When I suggested they were leaders, however, they all balked.
It was uncanny. While it seemed obvious to me these young people were leading, they rejected this idea. Not one of them perceived themselves as leaders. In fact, as we bantered, I questioned their conclusions and the topic became heated. The truth eventually came to light. These young adults saw leadership as a power trip, illustrated by squabbling politicians on both sides of the aisle in Washington D.C. It was at this point something dawned on me. I wondered if a generation of adults unwittingly turned some students off to leadership because of the way they led. I’m not merely blaming politicians—too many times adults of all ages have modeled an uncivil, angry, and immature style of leadership for kids. It’s no wonder they reject it.
We may have to redefine leadership and model a different way.
Three Questions That Challenge Students to Lead
Sometimes it’s best to foster growth through questions. Instead of arguing, what if we simply posed questions to students that could turn on a light bulb in their minds. It allows you to stop pushing and to start pulling them toward a better understanding of leadership. In fact, I’d even suggest there’s nothing magical about the word leadership. Drop it if it intimidates your students and find other terms that they’ll embrace. Start with these.
1. If you don’t want to be the leader, do you at least want to serve?
Generation Z, much like the millennials, has a predisposition to serve mankind. Regardless of their spiritual or religious background, peer pressure today nudges young people to serve the marginalized and any causes that foster justice or equality. According to research from Cone Communications, almost 30 percent of Gen Z are very concerned about the impact of poverty and hunger and prioritize it over the issue of economic development. Other top causes include the environment, human rights, and equality. A Pew Research Center survey shows that 62 percent of Gen Z sees more diversity in society as a good thing. It’s why a surprising number of students have joined in the Black Lives Matter protests.
So, I suggest you allow them to shun the title of leader at first and simply inquire if they want to serve people. This is how pure leadership usually begins. Someone chooses to act on behalf of an underserved population, and they become a leader naturally. Leadership is a by-product, not an aspiration.

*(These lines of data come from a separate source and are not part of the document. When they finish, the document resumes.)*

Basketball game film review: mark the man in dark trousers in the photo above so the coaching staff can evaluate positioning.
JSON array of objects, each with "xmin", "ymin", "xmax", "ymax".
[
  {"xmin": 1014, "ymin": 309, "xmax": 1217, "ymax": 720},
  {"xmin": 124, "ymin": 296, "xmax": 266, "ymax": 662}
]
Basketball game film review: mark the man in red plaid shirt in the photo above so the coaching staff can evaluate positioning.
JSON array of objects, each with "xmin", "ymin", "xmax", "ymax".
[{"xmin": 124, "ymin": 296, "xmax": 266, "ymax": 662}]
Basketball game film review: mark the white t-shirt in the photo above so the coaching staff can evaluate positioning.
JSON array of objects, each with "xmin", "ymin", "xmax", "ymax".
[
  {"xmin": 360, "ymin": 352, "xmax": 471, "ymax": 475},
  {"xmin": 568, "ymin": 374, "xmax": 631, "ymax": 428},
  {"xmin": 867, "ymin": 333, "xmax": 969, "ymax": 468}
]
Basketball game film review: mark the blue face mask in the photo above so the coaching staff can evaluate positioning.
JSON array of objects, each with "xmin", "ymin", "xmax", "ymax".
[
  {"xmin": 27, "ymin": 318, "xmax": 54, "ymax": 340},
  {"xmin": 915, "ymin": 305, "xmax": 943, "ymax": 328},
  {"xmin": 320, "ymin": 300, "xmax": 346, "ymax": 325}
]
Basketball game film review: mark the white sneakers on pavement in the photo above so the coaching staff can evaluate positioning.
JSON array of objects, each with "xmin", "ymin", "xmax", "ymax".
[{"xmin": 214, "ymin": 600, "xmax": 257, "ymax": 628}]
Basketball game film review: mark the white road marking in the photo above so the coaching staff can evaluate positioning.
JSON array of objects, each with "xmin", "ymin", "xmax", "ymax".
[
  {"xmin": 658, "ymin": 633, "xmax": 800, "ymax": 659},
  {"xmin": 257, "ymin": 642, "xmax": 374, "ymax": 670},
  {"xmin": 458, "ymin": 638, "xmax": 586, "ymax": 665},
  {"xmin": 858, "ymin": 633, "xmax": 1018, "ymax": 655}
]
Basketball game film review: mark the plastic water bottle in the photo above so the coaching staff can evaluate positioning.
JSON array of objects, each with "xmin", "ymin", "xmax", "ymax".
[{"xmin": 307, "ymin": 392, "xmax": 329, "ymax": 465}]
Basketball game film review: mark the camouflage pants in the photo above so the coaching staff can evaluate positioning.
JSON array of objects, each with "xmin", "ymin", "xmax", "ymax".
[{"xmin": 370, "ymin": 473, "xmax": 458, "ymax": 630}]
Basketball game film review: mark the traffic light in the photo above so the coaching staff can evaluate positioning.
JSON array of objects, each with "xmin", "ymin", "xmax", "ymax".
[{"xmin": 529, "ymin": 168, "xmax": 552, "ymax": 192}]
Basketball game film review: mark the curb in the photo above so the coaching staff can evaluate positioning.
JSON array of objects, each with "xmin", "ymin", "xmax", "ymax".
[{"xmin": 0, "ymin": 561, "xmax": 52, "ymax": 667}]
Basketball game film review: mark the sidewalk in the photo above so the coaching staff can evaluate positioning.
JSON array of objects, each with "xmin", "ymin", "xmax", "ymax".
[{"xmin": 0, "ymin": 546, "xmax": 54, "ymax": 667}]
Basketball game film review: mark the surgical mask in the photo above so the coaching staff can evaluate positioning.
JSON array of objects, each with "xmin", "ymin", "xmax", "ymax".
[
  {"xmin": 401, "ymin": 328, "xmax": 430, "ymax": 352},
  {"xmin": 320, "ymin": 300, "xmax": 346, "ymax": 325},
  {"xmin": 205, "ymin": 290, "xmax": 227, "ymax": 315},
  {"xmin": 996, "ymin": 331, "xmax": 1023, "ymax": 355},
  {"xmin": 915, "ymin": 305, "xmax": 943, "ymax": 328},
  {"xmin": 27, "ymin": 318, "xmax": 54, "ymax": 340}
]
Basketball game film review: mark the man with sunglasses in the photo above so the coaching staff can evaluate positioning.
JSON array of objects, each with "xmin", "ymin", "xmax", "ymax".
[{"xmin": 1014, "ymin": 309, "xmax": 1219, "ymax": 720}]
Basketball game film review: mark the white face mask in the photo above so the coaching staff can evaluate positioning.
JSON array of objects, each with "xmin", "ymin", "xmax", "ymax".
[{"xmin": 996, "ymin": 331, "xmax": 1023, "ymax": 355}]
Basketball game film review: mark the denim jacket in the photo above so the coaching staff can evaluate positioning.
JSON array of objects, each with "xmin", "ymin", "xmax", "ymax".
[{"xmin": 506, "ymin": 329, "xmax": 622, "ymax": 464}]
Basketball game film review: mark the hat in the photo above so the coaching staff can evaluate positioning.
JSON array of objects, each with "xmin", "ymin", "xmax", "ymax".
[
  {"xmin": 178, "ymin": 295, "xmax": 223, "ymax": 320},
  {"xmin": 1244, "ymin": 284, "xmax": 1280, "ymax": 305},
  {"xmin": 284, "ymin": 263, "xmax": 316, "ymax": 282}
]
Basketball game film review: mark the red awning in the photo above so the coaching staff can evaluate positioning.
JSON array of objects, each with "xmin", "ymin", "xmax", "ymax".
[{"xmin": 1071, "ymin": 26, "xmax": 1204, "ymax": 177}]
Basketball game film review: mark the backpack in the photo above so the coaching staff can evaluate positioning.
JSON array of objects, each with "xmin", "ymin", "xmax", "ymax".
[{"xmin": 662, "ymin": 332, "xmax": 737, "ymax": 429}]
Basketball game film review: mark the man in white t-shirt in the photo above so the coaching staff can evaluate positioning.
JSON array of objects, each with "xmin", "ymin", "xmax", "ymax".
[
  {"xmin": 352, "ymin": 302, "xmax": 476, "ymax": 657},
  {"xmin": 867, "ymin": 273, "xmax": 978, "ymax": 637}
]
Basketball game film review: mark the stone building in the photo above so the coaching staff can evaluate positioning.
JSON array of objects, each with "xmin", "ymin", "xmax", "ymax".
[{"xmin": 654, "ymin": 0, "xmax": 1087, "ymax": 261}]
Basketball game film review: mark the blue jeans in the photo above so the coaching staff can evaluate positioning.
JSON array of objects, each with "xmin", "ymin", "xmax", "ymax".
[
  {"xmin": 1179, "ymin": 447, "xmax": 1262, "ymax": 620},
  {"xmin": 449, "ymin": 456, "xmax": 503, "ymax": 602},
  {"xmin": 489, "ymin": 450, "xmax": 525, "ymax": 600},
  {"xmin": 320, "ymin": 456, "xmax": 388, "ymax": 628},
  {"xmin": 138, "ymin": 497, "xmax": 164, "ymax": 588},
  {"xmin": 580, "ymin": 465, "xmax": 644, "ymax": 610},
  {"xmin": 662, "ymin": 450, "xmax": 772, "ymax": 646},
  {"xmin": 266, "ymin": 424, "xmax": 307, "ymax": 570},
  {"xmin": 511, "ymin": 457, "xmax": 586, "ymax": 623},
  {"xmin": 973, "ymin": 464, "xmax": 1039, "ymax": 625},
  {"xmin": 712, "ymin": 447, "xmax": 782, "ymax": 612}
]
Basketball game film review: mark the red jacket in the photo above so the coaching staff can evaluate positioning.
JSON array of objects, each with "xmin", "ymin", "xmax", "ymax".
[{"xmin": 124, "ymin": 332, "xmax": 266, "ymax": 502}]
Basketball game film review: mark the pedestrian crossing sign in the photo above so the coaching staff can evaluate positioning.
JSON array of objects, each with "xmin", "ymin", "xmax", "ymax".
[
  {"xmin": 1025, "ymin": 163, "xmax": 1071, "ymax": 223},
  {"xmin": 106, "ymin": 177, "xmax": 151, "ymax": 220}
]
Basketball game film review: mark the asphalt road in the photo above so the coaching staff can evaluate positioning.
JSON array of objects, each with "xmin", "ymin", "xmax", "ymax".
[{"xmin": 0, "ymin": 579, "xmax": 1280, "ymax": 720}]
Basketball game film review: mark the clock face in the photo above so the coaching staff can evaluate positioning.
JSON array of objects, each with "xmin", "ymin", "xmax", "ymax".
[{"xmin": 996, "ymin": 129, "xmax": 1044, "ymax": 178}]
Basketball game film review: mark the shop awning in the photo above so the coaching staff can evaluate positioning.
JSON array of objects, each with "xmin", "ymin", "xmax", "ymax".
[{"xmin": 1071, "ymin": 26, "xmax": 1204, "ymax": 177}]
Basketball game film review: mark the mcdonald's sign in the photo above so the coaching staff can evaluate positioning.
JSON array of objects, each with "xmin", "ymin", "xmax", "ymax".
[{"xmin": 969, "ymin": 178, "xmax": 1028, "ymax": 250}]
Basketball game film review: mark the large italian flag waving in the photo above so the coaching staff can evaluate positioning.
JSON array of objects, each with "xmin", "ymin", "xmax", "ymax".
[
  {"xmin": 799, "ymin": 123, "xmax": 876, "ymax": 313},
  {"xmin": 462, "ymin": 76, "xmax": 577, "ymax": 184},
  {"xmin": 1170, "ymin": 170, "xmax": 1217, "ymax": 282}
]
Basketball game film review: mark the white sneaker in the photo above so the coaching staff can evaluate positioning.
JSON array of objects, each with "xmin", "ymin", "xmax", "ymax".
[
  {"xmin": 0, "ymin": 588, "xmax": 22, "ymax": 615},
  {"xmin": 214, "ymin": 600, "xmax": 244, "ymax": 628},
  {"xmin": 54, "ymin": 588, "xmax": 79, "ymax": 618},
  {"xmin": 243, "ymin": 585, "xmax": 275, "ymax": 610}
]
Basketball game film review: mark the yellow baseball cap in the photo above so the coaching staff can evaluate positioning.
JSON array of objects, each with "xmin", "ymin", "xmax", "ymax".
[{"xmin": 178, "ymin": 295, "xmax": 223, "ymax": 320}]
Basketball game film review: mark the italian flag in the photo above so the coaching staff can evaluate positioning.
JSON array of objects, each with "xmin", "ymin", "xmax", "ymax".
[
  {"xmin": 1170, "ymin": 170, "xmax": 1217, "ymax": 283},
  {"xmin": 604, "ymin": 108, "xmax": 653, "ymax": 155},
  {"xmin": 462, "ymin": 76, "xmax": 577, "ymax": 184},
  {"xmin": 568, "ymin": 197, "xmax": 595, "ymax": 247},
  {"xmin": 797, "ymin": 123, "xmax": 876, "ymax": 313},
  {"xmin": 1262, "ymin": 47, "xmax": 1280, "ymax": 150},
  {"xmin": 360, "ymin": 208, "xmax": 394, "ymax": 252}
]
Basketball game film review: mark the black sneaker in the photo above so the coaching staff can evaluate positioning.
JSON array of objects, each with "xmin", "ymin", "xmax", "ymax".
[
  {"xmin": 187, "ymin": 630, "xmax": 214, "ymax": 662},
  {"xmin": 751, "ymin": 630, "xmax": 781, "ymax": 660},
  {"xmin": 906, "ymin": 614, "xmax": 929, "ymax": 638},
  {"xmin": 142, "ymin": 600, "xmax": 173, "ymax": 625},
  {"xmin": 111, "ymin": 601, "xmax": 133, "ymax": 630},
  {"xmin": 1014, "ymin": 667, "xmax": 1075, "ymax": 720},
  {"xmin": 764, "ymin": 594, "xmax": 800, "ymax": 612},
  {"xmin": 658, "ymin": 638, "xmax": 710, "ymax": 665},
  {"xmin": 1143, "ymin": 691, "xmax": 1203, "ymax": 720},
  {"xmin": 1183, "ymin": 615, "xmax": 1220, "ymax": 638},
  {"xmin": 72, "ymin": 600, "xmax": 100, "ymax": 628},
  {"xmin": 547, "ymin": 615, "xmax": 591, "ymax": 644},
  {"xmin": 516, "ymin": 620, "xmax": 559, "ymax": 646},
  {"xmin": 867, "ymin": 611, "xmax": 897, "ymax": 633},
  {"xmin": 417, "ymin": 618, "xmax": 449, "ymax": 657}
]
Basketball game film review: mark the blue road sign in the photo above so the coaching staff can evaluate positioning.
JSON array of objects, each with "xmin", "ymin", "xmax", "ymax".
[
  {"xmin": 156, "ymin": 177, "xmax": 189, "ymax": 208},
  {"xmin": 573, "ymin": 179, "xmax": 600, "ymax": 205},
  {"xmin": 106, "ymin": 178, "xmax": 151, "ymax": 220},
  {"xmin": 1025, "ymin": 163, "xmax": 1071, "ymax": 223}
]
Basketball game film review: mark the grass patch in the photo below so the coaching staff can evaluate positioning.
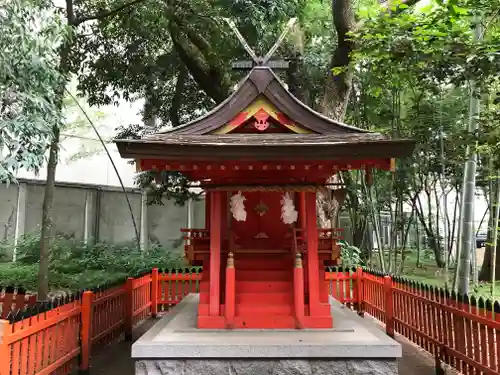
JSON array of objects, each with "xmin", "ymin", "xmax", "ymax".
[{"xmin": 0, "ymin": 233, "xmax": 185, "ymax": 292}]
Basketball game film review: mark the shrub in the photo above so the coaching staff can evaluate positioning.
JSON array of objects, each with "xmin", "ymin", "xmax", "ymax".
[{"xmin": 0, "ymin": 232, "xmax": 184, "ymax": 291}]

2. If you don’t want to be in charge, do you at least want to influence others?
In my experience, most students do not begin their leadership journey by declaring themselves a leader. Most shy away from the responsibility or expectations of leadership. So, we shouldn’t start with that reality. Instead, begin with the fact that most young people long to positively influence others. The conversation must change from gaining titles to earning trust. I believe authentic leadership has less to do with position and more to do with a disposition. And when leaders build solid relationships, they can often achieve the results they desire. In fact, often the most influential person in the room is not the positioned leader but someone on the team who can sway the opinions of the others.
Once you convince a young person that the foundation of leadership is relationships, they often will embrace the responsibility. In a recent interview I hosted with Cheryl Bachelder, the former CEO of Popeye’s Louisiana Kitchen, she suggested that courage is hard, but comes much more easily when it’s required on behalf of others, not yourself. It’s why a parent rushes into a burning house to rescue a child. That mom or dad may not consider themselves a courageous leader, but when it’s about helping someone they care about, it’s a no brainer. So, I suggest you focus the conversation around positively influencing people.
3. If you don’t want to lead, do you at least want to improve current conditions?
A third question that may enable you to persuade a student to lead surrounds the issue of making the world better. Most of the young people I know want to “make a difference” and to “change the world.” Even if they don’t completely know what they’re talking about, they long to be a part of solving a problem—like digging wells in African countries that don’t have access to clean drinking water or even improving a local dilemma in their community.
Years ago, I worked with a high school senior who, by nature, was pretty selfish. All she seemed to care about was her social media platforms and how many likes she accumulated. Along the way, we talked about what was “wrong” on her school’s campus, and she got fired up about how a new soft drink machine was desperately needed in the dining hall. That issue transitioned her from a passive student to a leader. She led the charge to get that vending machine on campus. So, I suggest you focus the conversation with students on what needs to be changed and how they could use their passion and gifts to help.